Los minutos pasan y Judith coge fuerza. Su testarudez me calma, me hace sonreír, y por fin puedo volver a tomar las riendas de mi cuerpo, de mis emociones y mis sentimientos.
Cuando entran Marta y mi madre, al ver a Jud despierta, sonríen y la miman.

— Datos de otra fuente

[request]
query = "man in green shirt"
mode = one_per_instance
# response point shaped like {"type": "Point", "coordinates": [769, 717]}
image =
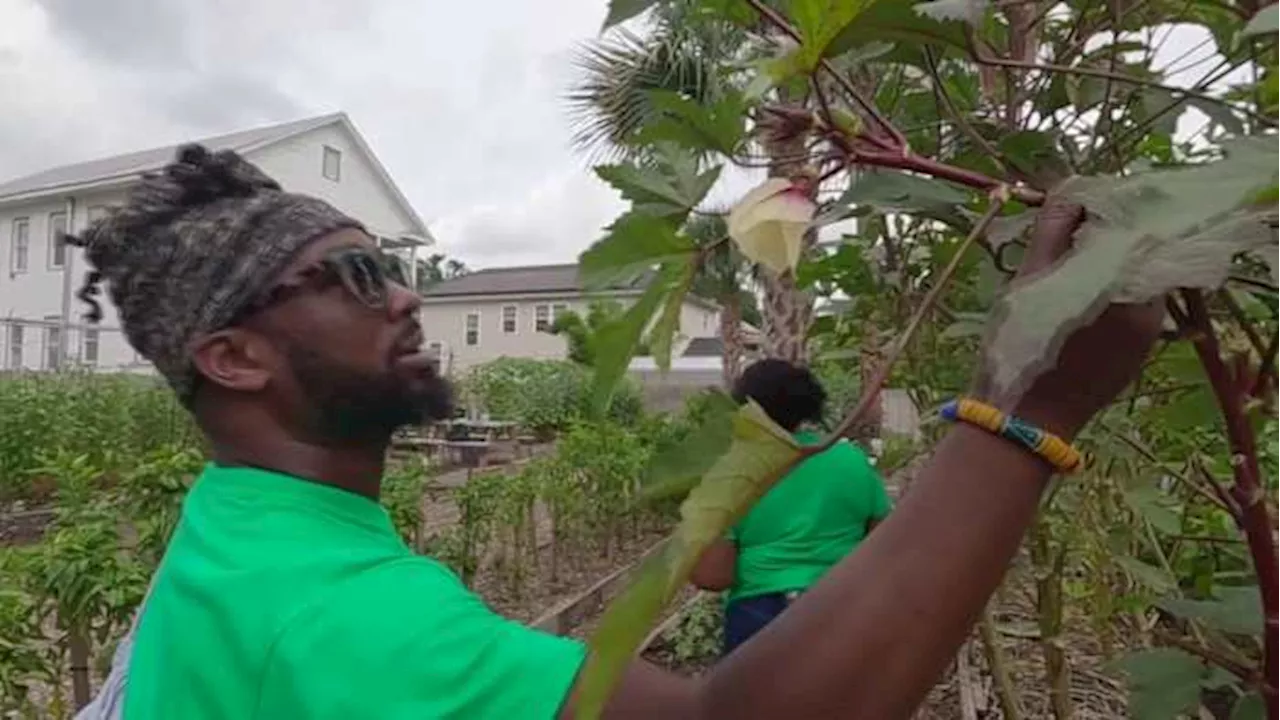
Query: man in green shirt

La miman como yo, pero cuando a mi hermana Marta se le escapa que la moto, la Ducati de Judith, ha quedado hecha una pena, mi pequeña pregunta haciendo un puchero:
—¿Qué le ha pasado a mi moto?
¡Increíble!
Está en el hospital. Está magullada, con un traumatismo craneal, ¿y va a llorar por su moto?
En décimas de segundo veo que comienza a rascarse el cuello.
¿En serio es por la moto?
Colocándome a su lado, después de que mi madre la bese, le soplo en el cuello y le retiro la mano para que no se rasque. Como puedo, la tranquilizo. La moto realmente ha quedado muy mal tras el golpe, pero para que se calme, digo:
—Se puede arreglar.
Veo que eso la reconforta. Y, aunque arreglar esa máquina es lo último que deseo, se lo repito una y mil veces para que deje de llorar.
Suena mi teléfono. Es de casa. Pienso en Flyn, en lo asustado que debe de estar y, separándome unos segundos de Jud para hablar con él y tranquilizarlo, salgo al pasillo. Es lo mejor.